At any rate, it is explained on the back cover of Rights Of Swing that Woods loves Stravinksy (and the Rite Of Spring, of course, which accounts for the witty title; note that Stravinsky’s title for his ballet work is singular, not plural) and there’s a lot of fanfare about chords and chord progressions, which made me think about the scholarly notes of some MJQ albums by Gunther Schuller. With all due respect, reading those notes was like being struck by nausea from recurring, unsolicited visits of an obnoxious neighbor.

As Woods explains: “I tried for a sense of movement uniting the whole framework although each section was meant to be self-sufficient.”

Woods wasn’t going to stay in the blowing session bag. Brave attempt. It was 1961, okay, new developments across the USA, Coleman had worked his way up from the Left Coast, Coltrane blasted through the stratosphere on the Right Coast. You had guys like Teddy Charles, Bob Brookmeyer and Jimmy Giuffre doing all sorts of interesting things. Just to name a few. Add Phil Woods to the list, whose brave attempt at new jazz is not a masterpiece but an intriguing piece of music, no doubt about it. No love at first sight. No butterflies in your belly. It’s like someone that you had doubts about but turned into a good friend. Regular get-togethers, good talks, bottles of wine.
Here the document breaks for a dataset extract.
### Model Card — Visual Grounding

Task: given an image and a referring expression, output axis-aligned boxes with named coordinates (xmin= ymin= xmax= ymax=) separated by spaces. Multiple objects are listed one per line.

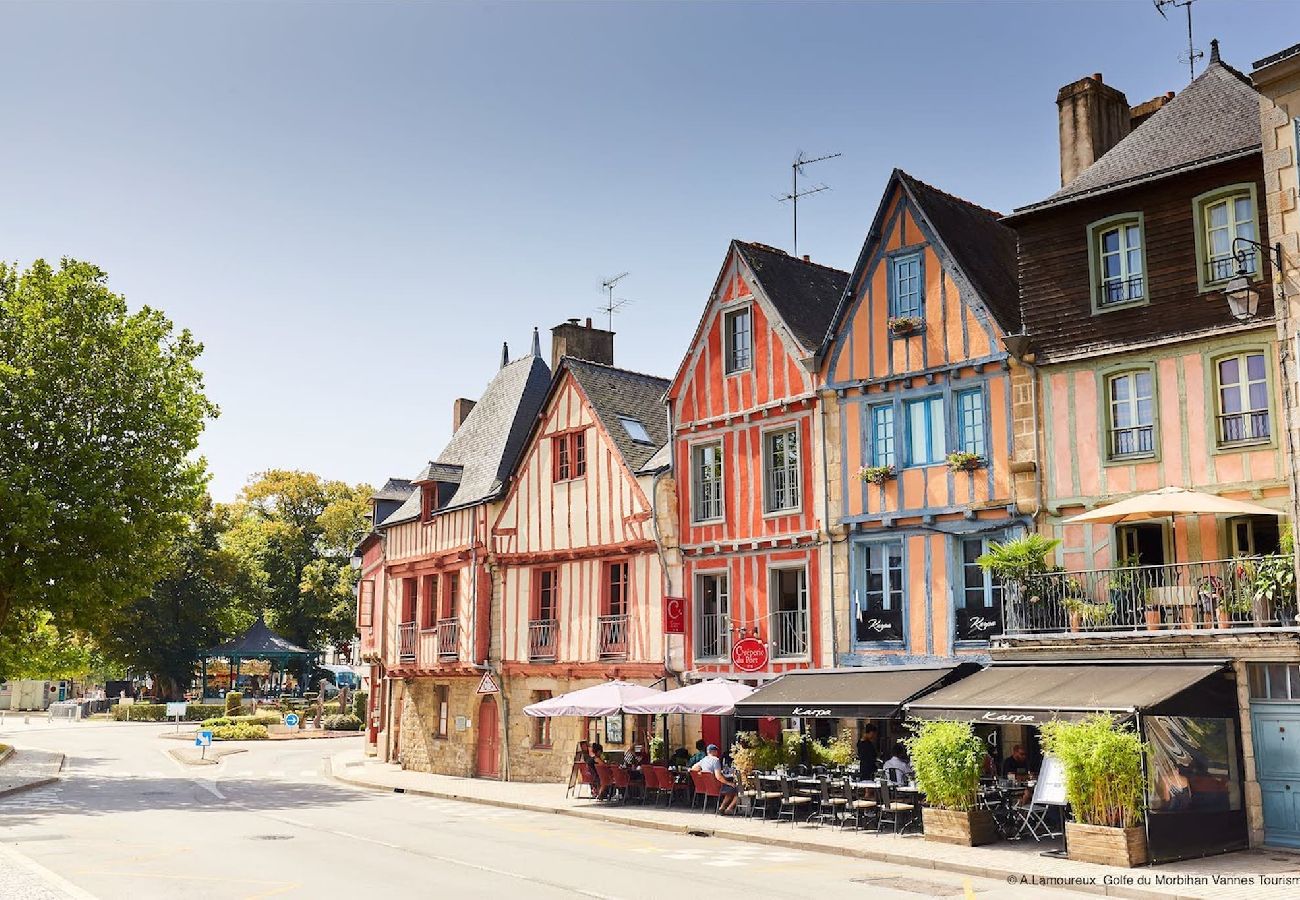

Continuous ebb and flow, rides with a surfboard on solid gulfs, refreshing cold showers on a hot day, these are the sensations of Rights Of Swing. Woods provides surprising twists and turns, crafty compositions and his preludes, prestos, scherzos segue into one another like honey into a cup of tea.

The up-tempo Part I (Prelude) and Part IV (Presto) are uplifting pieces, the latter sparkling with a classy entrance of Tommy Flanagan after the tune’s various shifts in key, rhythm and colors, which oozes natural swing and says: here I am. That’s the way to do it, on top from note one. Benny Bailey – Candid had released his top-notch Big Brass album a couple of months before Rights Of Swing, featuring Woods, Flanagan, Watkins and Catlett, among others – is a fine trumpeter. He succinctly leads the melody of Part II (Ballad) and is an excellent and jubilant contributor to the album’s most conservative tune Part IV (Scherzo). It seems to be the case though, with so many soloists fighting for a spot in Woods’s scored program, that most participants lack the time to develop continuously spontaneous ideas. That’s the downside to Woods’s anti-blowing session program.

Woods had created an enticing mélange of voicing, making the most of the off-beat combination of alto, trumpet, baritone, trombone (Curtis Fuller) and French horn. Julius Watkins is something else. Making the most of a cumbersome jazz instrument, he’s the velvet and satin touch among his section mates and, when he takes solos, it sounds so sweet and natural, it’s like watching a baby sucking the breast. Mother’s milk and all that jazz. Nice contrast to Woods, who takes the longest solos and is on top of his game and scares off the fire brigade. For all his zest though, he lets his flowing lines breathe, often tagging them with a moan and a cry.

He would moan and cry beautifully to the end of his life in 2015 at the venerable age of 83.